Purushottam Jha, a former addict | Jyoti Yadav/ThePrint

Also read: How a heroin racket linking Afghanistan, Pakistan to India’s Punjab, UP & Tamil Nadu was busted


Rural India between ‘maaza’ and ‘badmashi’

It’s not like the addiction fire in Seemanchal has spared smaller villages. Some peddlers, on the condition of anonymity, told ThePrint that after the lockdown they had to return to their villages and the heroin travelled with them.

Ajeet Kumar, 19, hails from one of the most backward blocks of Purnea, Baisi. His village Maala has become a hotspot. At least 200 young people consume drugs, he claims, and not everybody is seeking medical help.

Ajeet belongs to a poor family. His elder brother and father work at a jewellery shop on a daily wage. His mother takes care of the house. For Ajeet, it all started with ganja, then beer, then heroin. Just like Utkarsh, he also did not appear for his board exams.

“We also feel like bunking school like our friends. The ‘maaza’ (fun) comes from being high and doing ‘badmashi’,” he said, explaining what lured him into drugs. “Till there was ganja in my life, it was all fine.”

Badmashi’ for the youth in eastern Bihar now means getting high, strolling on a bike, hitting someone and creating a scene.

The peddlers in villages offer free ganja at the beginning, but as you slowly start coming back for it, the price increases and other drugs are introduced. One pudia of heroin is usually available for Rs 300, but if an addict requires it urgently, then the rate goes up to Rs 500. One pudia contains less than a gram of heroin.

Soon, Ajeet was close to dying of an overdose.

“You start wanting drugs at any cost. I needed 15 pudia a day. So, at first, I would take money from home, but my family got to know about the heroin. Then I started swindling others and taking loans, I never returned the money — I think I owe about Rs 2-3 lakh,” said Ajeet. He also confessed to stealing phones and bikes.

He said that if he hadn’t been admitted to the de-addiction centre, he would have died in 15-20 days. His body stopped functioning without heroin and Ajeet could not even walk for five minutes when sober.

A poster in Purnea’s private de-addiction centre | Jyoti Yadav/ThePrint

Also read: Licensed to torture: How drug rehabs in Himachal use beatings to ‘treat’ addicts


Cough syrup, heroin start showing up at police stations

Mobile snatching, chain snatching, bike theft and shop theft are rampant in Seemanchal. Even handpumps at government buildings are not spared. The districts are seeing a surge in petty crimes, mostly committed by young people. ThePrint got hold of the crime details from police officials.

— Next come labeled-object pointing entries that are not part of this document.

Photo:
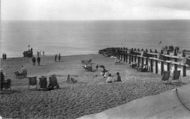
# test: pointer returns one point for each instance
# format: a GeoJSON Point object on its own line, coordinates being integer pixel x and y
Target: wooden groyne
{"type": "Point", "coordinates": [157, 62]}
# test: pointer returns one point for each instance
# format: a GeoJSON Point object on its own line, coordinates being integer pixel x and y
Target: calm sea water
{"type": "Point", "coordinates": [85, 37]}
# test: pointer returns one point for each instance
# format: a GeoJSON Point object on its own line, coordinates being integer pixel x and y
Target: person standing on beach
{"type": "Point", "coordinates": [59, 57]}
{"type": "Point", "coordinates": [56, 58]}
{"type": "Point", "coordinates": [118, 79]}
{"type": "Point", "coordinates": [38, 60]}
{"type": "Point", "coordinates": [34, 60]}
{"type": "Point", "coordinates": [109, 79]}
{"type": "Point", "coordinates": [2, 79]}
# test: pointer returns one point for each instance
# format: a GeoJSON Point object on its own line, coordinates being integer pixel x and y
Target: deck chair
{"type": "Point", "coordinates": [176, 75]}
{"type": "Point", "coordinates": [43, 82]}
{"type": "Point", "coordinates": [32, 81]}
{"type": "Point", "coordinates": [53, 82]}
{"type": "Point", "coordinates": [71, 80]}
{"type": "Point", "coordinates": [166, 76]}
{"type": "Point", "coordinates": [87, 67]}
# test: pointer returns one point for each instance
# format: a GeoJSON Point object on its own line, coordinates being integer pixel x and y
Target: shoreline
{"type": "Point", "coordinates": [91, 94]}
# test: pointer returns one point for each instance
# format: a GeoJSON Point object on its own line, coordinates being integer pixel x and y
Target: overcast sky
{"type": "Point", "coordinates": [94, 9]}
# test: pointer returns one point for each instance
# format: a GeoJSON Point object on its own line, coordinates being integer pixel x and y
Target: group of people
{"type": "Point", "coordinates": [58, 57]}
{"type": "Point", "coordinates": [34, 59]}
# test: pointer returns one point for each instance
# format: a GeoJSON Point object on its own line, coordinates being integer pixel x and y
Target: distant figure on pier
{"type": "Point", "coordinates": [56, 58]}
{"type": "Point", "coordinates": [34, 60]}
{"type": "Point", "coordinates": [38, 60]}
{"type": "Point", "coordinates": [59, 57]}
{"type": "Point", "coordinates": [22, 69]}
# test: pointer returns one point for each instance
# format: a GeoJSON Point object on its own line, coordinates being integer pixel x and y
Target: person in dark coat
{"type": "Point", "coordinates": [56, 58]}
{"type": "Point", "coordinates": [34, 60]}
{"type": "Point", "coordinates": [2, 79]}
{"type": "Point", "coordinates": [59, 57]}
{"type": "Point", "coordinates": [118, 79]}
{"type": "Point", "coordinates": [38, 60]}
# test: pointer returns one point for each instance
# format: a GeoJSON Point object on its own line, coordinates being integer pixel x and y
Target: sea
{"type": "Point", "coordinates": [87, 37]}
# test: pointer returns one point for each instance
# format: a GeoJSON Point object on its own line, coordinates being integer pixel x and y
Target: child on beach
{"type": "Point", "coordinates": [34, 60]}
{"type": "Point", "coordinates": [118, 78]}
{"type": "Point", "coordinates": [38, 60]}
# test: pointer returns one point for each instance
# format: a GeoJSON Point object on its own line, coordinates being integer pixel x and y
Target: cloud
{"type": "Point", "coordinates": [94, 9]}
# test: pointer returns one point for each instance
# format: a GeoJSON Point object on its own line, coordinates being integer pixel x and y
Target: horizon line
{"type": "Point", "coordinates": [104, 20]}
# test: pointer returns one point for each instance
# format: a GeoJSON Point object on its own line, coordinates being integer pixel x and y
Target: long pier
{"type": "Point", "coordinates": [157, 62]}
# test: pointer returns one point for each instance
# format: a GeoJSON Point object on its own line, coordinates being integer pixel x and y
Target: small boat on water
{"type": "Point", "coordinates": [28, 53]}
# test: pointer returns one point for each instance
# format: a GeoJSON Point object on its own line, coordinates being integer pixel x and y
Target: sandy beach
{"type": "Point", "coordinates": [91, 94]}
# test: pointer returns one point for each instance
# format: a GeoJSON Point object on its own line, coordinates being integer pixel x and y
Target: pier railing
{"type": "Point", "coordinates": [157, 62]}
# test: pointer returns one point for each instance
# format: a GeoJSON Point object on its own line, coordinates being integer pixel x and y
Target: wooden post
{"type": "Point", "coordinates": [175, 65]}
{"type": "Point", "coordinates": [184, 66]}
{"type": "Point", "coordinates": [147, 61]}
{"type": "Point", "coordinates": [168, 66]}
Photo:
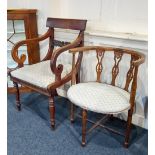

Purnea registered 15 cases under the Narcotic Drugs and Psychotropic Substances Act in 2019, but the number rose to 71 in 2021. The recovery of heroin also increased from 1.82 gram in 2019 to 1.8 kg in 2021. The number of thefts in the district increased from 894 in 2019 to 1,024 in 2021.

Things are not much different in the adjoining districts— Araria, Katihar, and Kishanganj.

For example, in 2019, there was no heroin recovery by Araria police, but in 2021, it recovered 11.8 kg. Confiscated cough syrup bottles increased from 120 in 2019 to 2,962 bottles in 2021. For Kishanganj, heroin recovery in 2019 was 18.31 gram but the number increased to 1.36 kg in 2021. Katihar did not seize heroin in 2021, but the amount of ganja confiscated increased from 5 kg in 2019 to more than 358 kg in 2021.

Kishanganj’s SP Enam Ul Haq told ThePrint: “We are not putting criminal charges against the young people who get involved in stealing government infrastructure. We have enrolled private agencies to train them and later link them to private employment.”

Purnea District Magistrate Rahul Kumar has started Kitaabdan Abhiyan to attract youth to libraries and provide a public institution where they can go and sit for hours.

But Nitish Kumar has a problem in his hands, one he didn’t see ballooning when he prohibited alcohol in Bihar.